Taken with iced water or over lots of crushed ice, however, there’s something very refreshing about absinthe. It’s a little old-fashioned. It’s not a taste that someone new to drinking is going to like. Hell, drunk in this manner, you need to be a grown-up to like it.
That’s something old mate Harry Johnson knew back when he penned his Bartenders Manual in 1882 and included not one, not two, but four methods of preparing absinthe. We like his “Italian Style of Mixing Absinthe”, so named, because along with a pony of absinthe and ice is the addition of “anisette” and “2 or 3 dashes of maraschino” mixed with iced water; as Johnson wrote, “this is a very pleasant way of drinking absinthe, as it promotes the appetite”. And what’s more grown up than eating a good meal?
Something about it inspired Charles H. Baker Jr — whose prose was known to go on a bit — to devote a good three pages to it in his Gentleman’s Companion, as he painted an impressionistic vignette of his time in Saigon, where he tried it. He was quite taken with it, and gave a cautionary warning: “taken in steady doses over a considerable period of time, it does nibble the keen edge off the brain until a man becomes a sorry sort of thing; aimless, listless, and generally — shockingly — lacking.”
Frank Newman’s 1904 French-language book, American Bar, had an update on Johnson’s Parisian style.
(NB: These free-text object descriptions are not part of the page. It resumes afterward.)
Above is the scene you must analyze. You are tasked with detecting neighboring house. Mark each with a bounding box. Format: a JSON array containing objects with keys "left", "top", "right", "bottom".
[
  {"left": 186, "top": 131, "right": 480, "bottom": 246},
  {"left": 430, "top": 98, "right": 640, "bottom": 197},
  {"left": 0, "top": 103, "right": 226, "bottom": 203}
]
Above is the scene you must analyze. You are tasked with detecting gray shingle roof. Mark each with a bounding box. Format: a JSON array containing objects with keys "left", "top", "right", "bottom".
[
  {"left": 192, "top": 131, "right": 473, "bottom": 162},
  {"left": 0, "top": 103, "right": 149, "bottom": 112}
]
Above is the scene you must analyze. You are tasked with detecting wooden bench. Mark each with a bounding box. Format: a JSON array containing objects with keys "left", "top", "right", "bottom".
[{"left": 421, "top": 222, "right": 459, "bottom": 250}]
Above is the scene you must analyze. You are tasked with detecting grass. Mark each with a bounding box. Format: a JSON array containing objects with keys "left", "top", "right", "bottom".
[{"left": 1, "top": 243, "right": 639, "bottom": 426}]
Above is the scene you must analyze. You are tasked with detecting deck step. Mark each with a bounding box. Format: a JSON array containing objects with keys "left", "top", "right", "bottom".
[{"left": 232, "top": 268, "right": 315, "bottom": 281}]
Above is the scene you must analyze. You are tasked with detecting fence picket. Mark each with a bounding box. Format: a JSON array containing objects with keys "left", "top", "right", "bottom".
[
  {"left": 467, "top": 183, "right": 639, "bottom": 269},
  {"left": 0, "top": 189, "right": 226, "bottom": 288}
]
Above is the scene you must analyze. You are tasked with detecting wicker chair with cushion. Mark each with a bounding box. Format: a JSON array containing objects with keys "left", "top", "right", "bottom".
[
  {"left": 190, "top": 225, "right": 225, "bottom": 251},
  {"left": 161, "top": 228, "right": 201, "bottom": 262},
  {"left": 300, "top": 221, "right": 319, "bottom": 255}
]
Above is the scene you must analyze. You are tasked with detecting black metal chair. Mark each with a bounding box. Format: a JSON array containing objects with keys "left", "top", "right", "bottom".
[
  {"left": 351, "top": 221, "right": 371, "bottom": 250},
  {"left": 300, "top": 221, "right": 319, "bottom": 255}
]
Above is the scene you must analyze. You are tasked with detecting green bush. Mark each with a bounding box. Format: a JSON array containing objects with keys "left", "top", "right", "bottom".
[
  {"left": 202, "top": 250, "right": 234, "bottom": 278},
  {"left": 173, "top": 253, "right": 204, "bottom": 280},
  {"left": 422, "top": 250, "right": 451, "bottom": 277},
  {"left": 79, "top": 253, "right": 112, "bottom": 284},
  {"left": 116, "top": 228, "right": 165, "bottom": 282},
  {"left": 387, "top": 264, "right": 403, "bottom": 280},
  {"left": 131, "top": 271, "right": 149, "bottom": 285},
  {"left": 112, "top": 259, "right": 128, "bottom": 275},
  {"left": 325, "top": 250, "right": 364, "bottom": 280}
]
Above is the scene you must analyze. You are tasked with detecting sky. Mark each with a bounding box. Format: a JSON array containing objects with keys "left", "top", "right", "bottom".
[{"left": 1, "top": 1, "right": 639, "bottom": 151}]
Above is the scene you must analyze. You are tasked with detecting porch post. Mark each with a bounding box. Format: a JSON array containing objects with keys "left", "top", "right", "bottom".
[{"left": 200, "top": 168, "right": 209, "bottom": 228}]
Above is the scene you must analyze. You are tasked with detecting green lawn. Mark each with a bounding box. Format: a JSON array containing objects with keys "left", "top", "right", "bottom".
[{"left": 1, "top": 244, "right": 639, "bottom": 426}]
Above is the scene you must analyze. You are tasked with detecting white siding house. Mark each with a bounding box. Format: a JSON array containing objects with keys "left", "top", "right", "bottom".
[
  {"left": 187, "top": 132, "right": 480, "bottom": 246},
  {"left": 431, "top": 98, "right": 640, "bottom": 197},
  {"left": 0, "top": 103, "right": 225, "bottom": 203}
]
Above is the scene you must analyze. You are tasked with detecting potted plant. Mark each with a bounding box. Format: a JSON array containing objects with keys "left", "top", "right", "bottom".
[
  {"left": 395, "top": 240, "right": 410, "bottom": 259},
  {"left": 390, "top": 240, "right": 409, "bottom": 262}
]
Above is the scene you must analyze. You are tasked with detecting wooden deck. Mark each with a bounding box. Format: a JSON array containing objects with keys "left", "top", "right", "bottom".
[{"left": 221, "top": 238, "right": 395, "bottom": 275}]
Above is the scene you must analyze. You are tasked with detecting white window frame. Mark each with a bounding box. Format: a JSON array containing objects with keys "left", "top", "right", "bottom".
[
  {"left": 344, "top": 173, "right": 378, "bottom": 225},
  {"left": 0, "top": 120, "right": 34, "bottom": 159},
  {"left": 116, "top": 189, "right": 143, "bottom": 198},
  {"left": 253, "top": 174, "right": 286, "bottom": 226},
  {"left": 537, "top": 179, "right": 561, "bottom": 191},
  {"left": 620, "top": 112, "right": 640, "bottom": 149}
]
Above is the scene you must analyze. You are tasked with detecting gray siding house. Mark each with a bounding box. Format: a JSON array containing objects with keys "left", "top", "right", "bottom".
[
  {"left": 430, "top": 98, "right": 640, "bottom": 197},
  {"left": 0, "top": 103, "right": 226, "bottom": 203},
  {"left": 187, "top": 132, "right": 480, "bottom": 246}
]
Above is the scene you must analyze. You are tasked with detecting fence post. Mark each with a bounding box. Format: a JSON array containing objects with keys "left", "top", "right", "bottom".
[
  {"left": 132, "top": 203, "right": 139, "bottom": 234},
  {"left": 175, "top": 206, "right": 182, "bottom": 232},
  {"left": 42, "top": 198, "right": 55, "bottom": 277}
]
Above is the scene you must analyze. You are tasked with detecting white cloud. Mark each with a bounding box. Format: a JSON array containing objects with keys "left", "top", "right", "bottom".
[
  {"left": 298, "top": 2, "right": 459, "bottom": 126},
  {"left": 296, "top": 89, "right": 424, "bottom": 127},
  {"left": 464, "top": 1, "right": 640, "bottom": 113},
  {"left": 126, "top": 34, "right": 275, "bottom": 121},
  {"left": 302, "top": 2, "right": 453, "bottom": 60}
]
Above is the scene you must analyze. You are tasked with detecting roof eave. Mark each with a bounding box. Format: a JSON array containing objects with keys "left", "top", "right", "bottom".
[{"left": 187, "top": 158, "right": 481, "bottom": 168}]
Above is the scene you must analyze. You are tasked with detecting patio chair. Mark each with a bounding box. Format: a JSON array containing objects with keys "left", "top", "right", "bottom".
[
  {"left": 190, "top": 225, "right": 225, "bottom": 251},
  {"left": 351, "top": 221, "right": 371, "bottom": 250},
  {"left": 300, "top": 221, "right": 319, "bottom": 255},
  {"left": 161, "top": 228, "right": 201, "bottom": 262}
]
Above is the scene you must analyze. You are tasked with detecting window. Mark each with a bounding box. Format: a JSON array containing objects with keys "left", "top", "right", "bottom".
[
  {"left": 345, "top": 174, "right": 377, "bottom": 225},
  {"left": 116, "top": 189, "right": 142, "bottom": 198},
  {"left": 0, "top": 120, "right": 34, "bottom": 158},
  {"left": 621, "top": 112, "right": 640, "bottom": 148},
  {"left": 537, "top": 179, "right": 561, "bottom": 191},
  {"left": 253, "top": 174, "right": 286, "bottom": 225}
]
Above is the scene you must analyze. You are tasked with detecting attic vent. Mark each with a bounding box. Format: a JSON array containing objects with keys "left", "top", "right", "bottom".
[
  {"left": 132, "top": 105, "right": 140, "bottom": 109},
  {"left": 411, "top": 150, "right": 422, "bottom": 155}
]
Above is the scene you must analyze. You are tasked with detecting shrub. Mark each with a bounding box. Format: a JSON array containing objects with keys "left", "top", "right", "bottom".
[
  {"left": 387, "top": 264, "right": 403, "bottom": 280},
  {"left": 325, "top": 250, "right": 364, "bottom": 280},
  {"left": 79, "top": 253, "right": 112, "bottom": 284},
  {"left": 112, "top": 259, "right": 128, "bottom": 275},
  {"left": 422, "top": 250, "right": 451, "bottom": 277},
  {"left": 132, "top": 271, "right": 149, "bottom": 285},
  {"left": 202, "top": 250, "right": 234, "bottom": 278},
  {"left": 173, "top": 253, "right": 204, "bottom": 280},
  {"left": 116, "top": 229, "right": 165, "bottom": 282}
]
Newman’s Absinthe Chanteralla mixed equal parts absinthe and anise liqueur with cracked ice, frappe style. Newman also included a recipe for an Absinthe cocktail, little more than a half measure of absinthe, water, a couple of dashes of Angostura and a couple of drops of sugar syrup.
Ernest The Bull Hemingway vs Vincent “I can’t ‘ear you” Van Gogh
Who would win in a knife fight?
Both of these men died at their own hand. Both suffered from paranoia and delusions — though to be fair to Hem, when he thought the CIA was spying on him, he may have well been right. And they both had one drink in common: absinthe.
Of course, Hemingway was a hunter, survived two airplane crashes, fished big game fish, and generally liked to be in amongst it. You’d think a namby-pamby artist like Van Gogh would be the chum to Hemingway’s ruthless Great White. But don’t underestimate just how batshit crazy a lifetime of drinking low-grade absinthe — the only type a misunderstood artist could afford — might make you. Van Gogh had loads of it. And he was Dutch. They don’t mess about.
Result? We reckon a points decision to Van Gogh. If you’re crazy enough to cut off your own ear, then you’re probably crazy enough to get to Hem. And, let’s face, if it’s after midday Papa’s probably seven Papa Dobles deep.